Tim Page, 'A Child of Our Time' Indeed (Washington Post, May 4)

Charles T. Downey, Tippett... Tippett Good (Ionarts, May 7)

Daniel Ginsberg, 'A Child of Our Time' With a Story Well Told (Washington Post, May 10)
Dennis Marks, in his program notes to the Washington Chorus's performance of Sir Michael Tippett's A Child of Our Time on Mothers' Day, calls the work (and is unlikely to have been the first one to do so) very aptly a "secular act of faith." Ödon von Horvath's Ein Kind unserer Zeit supplied the title and the theme of suffering peoples after war. The impetus to write the work came from the desperate murder of a German diplomat in Paris by Herschel Grynspan and the state-sponsored pogrom on November 11th, 1938—the Reichskristallnacht that took the murder as its excuse.

Its pacifist, anti-tyranny (the irony does not escape us, 60 years later, that pacifism in the face of tyrannies may not be the answer, but it must have been understood by Tippett as well, writing the work during air raids in London's bomb shelters.
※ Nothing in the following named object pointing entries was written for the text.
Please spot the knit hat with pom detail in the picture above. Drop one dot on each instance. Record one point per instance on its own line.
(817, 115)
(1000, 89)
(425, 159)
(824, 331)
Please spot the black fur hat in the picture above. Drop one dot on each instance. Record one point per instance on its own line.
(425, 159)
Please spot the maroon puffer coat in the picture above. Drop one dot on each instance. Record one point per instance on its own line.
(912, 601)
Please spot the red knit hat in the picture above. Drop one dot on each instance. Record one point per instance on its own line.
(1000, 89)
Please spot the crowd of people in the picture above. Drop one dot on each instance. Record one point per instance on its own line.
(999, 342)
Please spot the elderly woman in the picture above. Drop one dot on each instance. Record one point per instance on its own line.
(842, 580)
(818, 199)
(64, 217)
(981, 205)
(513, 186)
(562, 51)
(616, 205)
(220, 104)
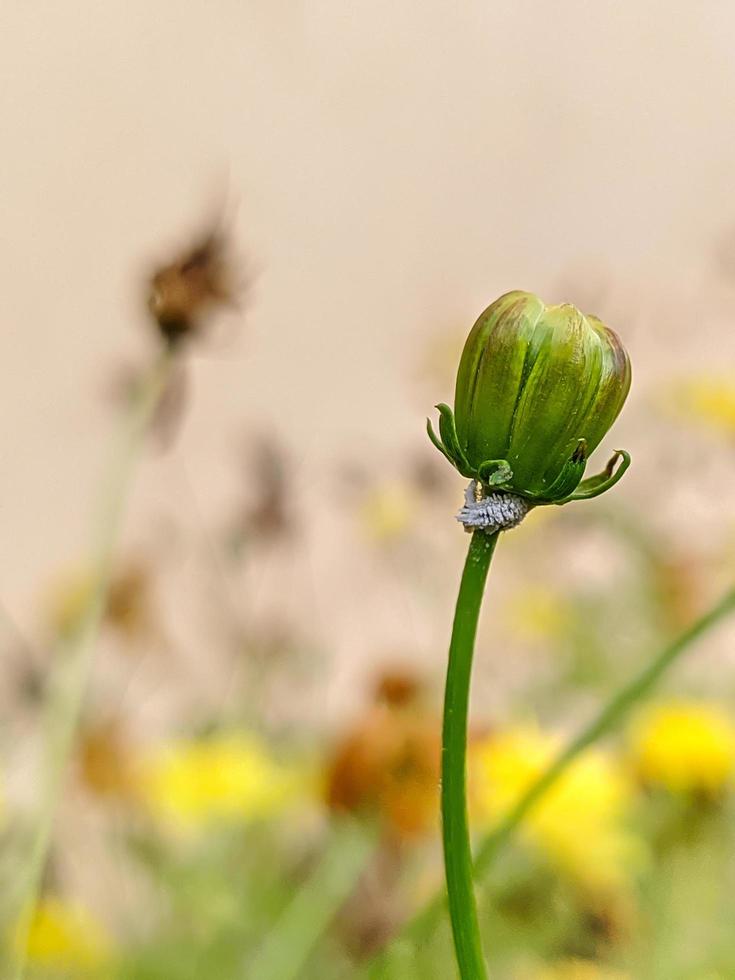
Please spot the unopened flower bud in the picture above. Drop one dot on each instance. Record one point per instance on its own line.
(538, 387)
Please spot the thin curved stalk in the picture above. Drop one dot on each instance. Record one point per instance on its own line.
(611, 716)
(68, 686)
(455, 827)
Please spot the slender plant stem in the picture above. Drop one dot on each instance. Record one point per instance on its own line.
(75, 659)
(455, 827)
(612, 715)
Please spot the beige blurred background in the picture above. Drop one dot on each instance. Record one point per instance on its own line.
(388, 169)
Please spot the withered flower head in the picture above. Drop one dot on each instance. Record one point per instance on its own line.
(184, 292)
(388, 767)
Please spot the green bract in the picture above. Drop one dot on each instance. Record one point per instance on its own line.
(537, 389)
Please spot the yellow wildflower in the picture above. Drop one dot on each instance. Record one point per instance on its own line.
(575, 970)
(579, 825)
(65, 936)
(537, 614)
(387, 512)
(129, 610)
(685, 746)
(189, 784)
(709, 399)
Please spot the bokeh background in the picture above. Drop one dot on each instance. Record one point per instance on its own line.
(383, 172)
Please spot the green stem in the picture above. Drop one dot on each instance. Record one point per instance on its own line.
(611, 715)
(455, 828)
(68, 686)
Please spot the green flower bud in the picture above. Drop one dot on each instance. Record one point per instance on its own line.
(538, 387)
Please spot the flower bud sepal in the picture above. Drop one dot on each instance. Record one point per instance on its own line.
(497, 474)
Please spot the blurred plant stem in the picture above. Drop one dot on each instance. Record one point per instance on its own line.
(75, 658)
(455, 823)
(288, 945)
(422, 925)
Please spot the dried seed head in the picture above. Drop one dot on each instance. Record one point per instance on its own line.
(182, 293)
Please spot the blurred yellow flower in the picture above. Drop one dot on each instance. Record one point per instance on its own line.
(537, 613)
(65, 936)
(685, 746)
(574, 970)
(188, 784)
(579, 826)
(129, 609)
(387, 512)
(709, 399)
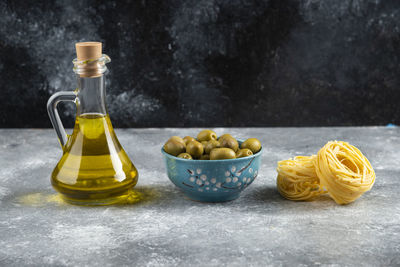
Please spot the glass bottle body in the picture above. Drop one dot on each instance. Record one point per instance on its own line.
(94, 168)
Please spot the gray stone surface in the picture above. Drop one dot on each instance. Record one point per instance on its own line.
(164, 228)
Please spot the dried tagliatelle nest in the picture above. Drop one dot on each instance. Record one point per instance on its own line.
(339, 169)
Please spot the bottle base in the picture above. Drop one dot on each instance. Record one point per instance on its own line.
(96, 201)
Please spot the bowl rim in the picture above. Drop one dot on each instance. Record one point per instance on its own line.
(217, 160)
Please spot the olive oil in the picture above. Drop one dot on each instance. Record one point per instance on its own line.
(94, 169)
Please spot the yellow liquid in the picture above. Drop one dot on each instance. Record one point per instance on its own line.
(94, 169)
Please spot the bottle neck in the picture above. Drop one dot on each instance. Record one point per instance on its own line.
(91, 94)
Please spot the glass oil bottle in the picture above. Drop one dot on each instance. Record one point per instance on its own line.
(94, 168)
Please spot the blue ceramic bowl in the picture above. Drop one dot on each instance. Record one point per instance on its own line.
(212, 180)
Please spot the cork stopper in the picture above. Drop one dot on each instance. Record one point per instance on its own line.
(88, 50)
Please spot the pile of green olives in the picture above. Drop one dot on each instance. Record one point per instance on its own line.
(208, 146)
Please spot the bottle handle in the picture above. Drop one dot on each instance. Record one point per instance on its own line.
(53, 113)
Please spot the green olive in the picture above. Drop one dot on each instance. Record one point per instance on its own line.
(174, 147)
(230, 142)
(210, 146)
(223, 136)
(206, 135)
(253, 144)
(222, 153)
(195, 149)
(178, 139)
(187, 139)
(185, 156)
(205, 157)
(244, 152)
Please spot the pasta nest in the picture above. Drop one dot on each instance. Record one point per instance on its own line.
(344, 171)
(339, 169)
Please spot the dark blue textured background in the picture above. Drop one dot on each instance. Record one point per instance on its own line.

The music is as "tame" as anything Tippett ever wrote, not the least due to his models, Handel's Messiah and Bach's oratorios. Negro spirituals provide the basis for choruses that weld together the individual parts and turn the work—despite all claims to the secular and agnostic nature of A Child—safely toward the religious side. To a libretto that takes specific events and then universalizes them, the chorus and orchestra create a dystopian sound world that always offers glimmers of hope and optimism.

The four fine soloists were Laquita Mitchell (soprano), Elizabeth Bishop (mezzo), Don Frazure (tenor), and Gordon Hawkins (bass). Though the least distinguished and experienced among her colleagues (both Ms. Bishop and Mr. Hawkins have graced the stages of the MET and Deutsche Oper Berlin), the young Ms. Mitchell was the most persuasive. If nuance and expressiveness were a bit on the short side, one could not miss her voice's glory and potential. The true star, however, was the Washington Chorus. As with the orchestra, the many rehearsals I am certain it took to perform this challenging work showed. Impressive and with vigor, the voices dug into the score under Maestro Robert Shafer's dedicated leadership.

The Washington Chorus ought to be given much credit for tackling this piece in the first place. They are, to my knowledge, the only major arts institution in Washington that has contributed to the Tippett centenary. That it was quite as extraordinary a performance made it a spectacularly successful outing, worthy of the highest praise. If only more people had chosen this admittedly strange Mothers' Day outing on a glorious Sunday: the Kennedy Center's concert hall was only half full, if that.

Texts (necessary, given the generally slack diction among performers) were on display like D.C. traffic announcements, only that this one, on the left side of the stage, didn't announce, "Already 9.846 deaths on American highways this year" but "in the dread terror, they have brought me near death." Come to think of it, perhaps there were more similarities than I thought...

This season being all but over (only a showboat performance of "Murder and Other Operatic Madness" at the Wolf Trap on June 9th will take place within this season), some diligent and exciting programming is shown for next season, when the Washington Chorus has two interesting concerts at the Kennedy Center. They'll do an inevitable Carmina Burana, but they couple this November 9th performance with Stravinsky's Symphony of Psalms (Time Magazine's "Composition of the Century"). For Palm Sunday 2006 they offer Poulenc's magnificent Gloria, his Motets for a Time of Penitence, and Walton's Belshazzar's Feast.